This longing to ‘come home’ is what so many of us strive towards. However many of us feel ‘away from home’ much of the time. We are all searching for something that is already within us that has been lost somewhere along our paths. This does not mean that we all have the potential of continuously being at home, in some kind of enlightened state or ‘Ānanda’ as some Buddhists may call it. However enlightened one is, I believe that we all have certain tendencies developed in our past that tend to rear up over certain issues, which is why acceptance of who we truly are is essential. I often try to be a more spiritual and enlightened person but what is that exactly? It’s just and idea. All I am capable of is being aware when something uncomfortable arises and noticing it for what it is and staying with it rather than trying to fight it off. As soon as I engage my old stories and patterns of attachment to a particular way of feeling I land myself in trouble. ‘I should not feel like this’ or ‘why is this happening again’ only reinforce these old patterns, as well reinforcing my neurological pathways. An example of this is the morning my Father died. I remember, just after I received the news, I walked to the window and watched some kid’s playing happily outside and thought, how can they play joyfully when this is happening!

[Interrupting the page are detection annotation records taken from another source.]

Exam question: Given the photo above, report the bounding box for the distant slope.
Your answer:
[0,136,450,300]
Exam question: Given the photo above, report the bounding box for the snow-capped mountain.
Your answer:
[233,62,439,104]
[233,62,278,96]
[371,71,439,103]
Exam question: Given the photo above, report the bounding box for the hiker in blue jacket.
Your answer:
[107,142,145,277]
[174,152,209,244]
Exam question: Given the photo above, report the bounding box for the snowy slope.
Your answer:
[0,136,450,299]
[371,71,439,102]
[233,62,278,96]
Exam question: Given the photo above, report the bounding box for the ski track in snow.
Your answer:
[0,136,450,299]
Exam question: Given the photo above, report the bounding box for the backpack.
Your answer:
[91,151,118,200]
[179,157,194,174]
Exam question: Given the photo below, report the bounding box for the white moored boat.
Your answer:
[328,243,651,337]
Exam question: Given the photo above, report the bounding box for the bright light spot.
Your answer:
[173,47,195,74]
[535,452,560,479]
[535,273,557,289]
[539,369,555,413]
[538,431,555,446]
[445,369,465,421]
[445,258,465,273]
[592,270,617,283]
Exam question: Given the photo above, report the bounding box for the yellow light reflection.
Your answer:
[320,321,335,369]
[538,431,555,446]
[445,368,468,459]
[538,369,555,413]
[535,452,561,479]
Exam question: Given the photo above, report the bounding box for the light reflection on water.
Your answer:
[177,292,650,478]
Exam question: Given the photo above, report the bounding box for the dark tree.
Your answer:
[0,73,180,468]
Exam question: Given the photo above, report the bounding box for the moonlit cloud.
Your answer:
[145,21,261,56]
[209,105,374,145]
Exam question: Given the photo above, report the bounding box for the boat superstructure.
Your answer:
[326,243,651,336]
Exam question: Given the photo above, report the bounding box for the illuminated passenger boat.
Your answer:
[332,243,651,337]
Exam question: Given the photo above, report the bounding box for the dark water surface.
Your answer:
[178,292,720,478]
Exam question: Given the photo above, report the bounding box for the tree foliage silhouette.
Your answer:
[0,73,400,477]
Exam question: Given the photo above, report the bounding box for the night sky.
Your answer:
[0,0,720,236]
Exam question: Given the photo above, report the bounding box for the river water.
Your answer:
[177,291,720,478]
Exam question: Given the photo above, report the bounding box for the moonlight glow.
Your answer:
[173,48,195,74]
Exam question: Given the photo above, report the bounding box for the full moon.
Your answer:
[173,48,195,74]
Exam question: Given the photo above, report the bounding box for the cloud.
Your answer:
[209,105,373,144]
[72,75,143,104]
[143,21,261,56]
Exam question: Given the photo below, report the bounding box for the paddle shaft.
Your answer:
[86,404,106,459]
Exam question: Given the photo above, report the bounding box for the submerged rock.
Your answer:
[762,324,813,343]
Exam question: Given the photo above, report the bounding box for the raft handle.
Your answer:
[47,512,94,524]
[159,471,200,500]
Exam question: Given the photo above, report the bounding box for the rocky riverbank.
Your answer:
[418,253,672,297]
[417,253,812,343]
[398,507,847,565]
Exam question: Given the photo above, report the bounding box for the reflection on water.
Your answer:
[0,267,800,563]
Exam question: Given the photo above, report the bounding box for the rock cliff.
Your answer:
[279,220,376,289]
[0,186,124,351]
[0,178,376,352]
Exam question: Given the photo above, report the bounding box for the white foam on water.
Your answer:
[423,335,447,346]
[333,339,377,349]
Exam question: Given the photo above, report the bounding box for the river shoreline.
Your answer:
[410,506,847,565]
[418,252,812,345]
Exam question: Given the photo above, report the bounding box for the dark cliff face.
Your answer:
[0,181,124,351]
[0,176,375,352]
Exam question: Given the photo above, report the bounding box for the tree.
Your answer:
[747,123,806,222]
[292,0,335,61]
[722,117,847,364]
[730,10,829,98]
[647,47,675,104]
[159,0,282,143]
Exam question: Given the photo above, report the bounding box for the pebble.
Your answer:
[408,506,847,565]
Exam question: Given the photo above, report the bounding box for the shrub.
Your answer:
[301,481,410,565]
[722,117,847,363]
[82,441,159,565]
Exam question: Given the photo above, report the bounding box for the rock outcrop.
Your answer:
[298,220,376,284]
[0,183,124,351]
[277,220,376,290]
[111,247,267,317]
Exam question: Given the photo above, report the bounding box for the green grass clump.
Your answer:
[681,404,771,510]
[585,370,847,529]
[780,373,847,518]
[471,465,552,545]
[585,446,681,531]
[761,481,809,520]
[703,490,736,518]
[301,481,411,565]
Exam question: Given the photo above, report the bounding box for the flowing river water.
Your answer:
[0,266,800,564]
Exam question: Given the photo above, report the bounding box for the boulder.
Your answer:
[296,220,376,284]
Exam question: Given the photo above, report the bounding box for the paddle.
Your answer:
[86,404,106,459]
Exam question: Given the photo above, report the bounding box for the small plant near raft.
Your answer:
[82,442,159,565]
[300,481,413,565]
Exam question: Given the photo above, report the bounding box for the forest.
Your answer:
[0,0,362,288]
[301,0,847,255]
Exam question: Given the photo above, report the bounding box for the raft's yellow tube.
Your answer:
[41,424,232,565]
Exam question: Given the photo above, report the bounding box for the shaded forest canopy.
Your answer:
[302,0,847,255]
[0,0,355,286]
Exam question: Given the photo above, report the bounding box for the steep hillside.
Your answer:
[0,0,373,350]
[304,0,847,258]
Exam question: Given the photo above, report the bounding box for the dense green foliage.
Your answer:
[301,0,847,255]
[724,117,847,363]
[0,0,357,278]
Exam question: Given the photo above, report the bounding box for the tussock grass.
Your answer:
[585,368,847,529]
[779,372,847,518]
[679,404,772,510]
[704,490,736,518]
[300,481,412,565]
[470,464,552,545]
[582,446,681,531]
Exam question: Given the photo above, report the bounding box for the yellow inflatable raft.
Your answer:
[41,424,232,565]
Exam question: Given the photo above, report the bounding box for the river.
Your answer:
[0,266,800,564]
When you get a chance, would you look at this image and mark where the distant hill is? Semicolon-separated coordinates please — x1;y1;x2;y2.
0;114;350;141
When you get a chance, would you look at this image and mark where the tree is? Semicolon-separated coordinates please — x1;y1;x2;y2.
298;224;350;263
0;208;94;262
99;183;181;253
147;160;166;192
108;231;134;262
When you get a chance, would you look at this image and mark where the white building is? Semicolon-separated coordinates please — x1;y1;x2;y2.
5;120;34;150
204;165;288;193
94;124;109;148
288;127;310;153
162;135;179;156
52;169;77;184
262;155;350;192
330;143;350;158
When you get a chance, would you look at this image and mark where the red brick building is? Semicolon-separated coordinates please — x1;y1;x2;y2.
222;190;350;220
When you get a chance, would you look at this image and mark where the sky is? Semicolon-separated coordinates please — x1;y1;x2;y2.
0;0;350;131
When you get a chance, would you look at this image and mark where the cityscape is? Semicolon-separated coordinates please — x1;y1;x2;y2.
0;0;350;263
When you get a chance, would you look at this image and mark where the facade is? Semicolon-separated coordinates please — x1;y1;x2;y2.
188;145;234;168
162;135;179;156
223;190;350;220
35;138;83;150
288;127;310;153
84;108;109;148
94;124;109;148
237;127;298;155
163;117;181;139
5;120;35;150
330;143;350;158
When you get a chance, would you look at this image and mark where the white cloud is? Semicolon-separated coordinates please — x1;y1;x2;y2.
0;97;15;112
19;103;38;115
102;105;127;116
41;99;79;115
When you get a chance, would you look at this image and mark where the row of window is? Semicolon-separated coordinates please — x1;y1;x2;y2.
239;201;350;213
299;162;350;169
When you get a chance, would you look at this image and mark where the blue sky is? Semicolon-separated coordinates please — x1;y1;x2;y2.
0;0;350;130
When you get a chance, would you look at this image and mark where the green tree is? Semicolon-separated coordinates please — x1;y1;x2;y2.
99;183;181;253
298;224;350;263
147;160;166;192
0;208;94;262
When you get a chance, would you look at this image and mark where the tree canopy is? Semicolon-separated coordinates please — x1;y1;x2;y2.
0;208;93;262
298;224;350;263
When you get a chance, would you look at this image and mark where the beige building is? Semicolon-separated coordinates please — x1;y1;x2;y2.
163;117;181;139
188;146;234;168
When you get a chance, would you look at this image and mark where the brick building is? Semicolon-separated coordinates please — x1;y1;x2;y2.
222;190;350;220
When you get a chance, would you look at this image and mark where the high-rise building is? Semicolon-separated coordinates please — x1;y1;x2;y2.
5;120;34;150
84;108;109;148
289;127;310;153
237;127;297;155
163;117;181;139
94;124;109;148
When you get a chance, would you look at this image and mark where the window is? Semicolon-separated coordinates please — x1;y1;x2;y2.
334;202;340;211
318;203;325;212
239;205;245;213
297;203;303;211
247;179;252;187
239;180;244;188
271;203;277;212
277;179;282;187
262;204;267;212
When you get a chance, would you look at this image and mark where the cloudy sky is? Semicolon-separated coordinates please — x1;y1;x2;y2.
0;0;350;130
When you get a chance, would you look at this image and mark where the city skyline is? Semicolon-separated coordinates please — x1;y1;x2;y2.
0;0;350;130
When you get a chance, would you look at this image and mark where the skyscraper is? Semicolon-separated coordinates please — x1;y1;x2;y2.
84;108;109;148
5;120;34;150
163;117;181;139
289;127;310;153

Developing your own style of daily practice is essential for healing. Tara Brach said on mindfulness, that for some suffering with trauma, practising mindfulness and breathing may cause a sense of suffocating. There are ways of practicing that may suit you better. For myself, yoga has been a wonderful practice but right now I am practising Chi-walking around nature, mixed with prayer and meditation, just because it feels right to me. I seemed to stumble upon this almost by accident and this is where I seek refuge at times when I feel exacerbated. This daily practice is slowly developing into something very lucid for me and helps me to be more centred and free when faced with uncomfortable emotions. It is one thing meditating and practicing and another thing to stay focused when faced with daily experiences that put you on the spot. As Jack Cornfield said ‘If you can always find contentment just where you are, you are probably a dog’. The idea of being a perfect spiritual human being can only lead to feelings of failure. It is though the unconscious knows this and almost sets you up to fail. There are plenty of other things outside daily orthodox practice that can help us like music, art or film which may give us a new sense of purpose and hope. We are individuals and we can engage in being compassionate to our own unique way of living, even if this is not how we planned it.
4 responses to “Coming Home”
Lovely, Will, and important. The trapdoor of spiritual path is how uncomfortable it can make us feel, or the disillusion that comes from it not being a final miracle.
So often I find yoga teachers making promises or offering suggestions that might not be helpful…even ‘close your eyes’ isn’t always the best idea and can give that sense of suffocating or panic.
To feel whatever it is you feel, and follow. With eyes wide open, if need be.
Thanks Karin, Like your point about being a final miracle, we tend to raise the word spiritual very high. Let’s bear this all in mind and find our own unique paths.
I’m amazed by your honesty, Will and I agree with your idea that we all need to find the way that works for us. What is Chi-walking? It sounds interesting. I’ve just started Tai Chi and it feels to me like it is meditation with your body, which suits me, because my mind seems to store my problems in the body. Thanks for sharing this. Q x
Thanks Q. Chi-walking is a mindful exercise and involves walking from your core, using the central muscles and energy rather than using energy from your arms or legs which is better for your joints on the whole. Chi, is of course energy, which is suited when it is channelled correctly. Using the body is a great way of ‘back door enlightenment’ when the mind cannot work out where we need to be. Good luck with the Thai-Chi, a trillion people from the east can’t be wrong : )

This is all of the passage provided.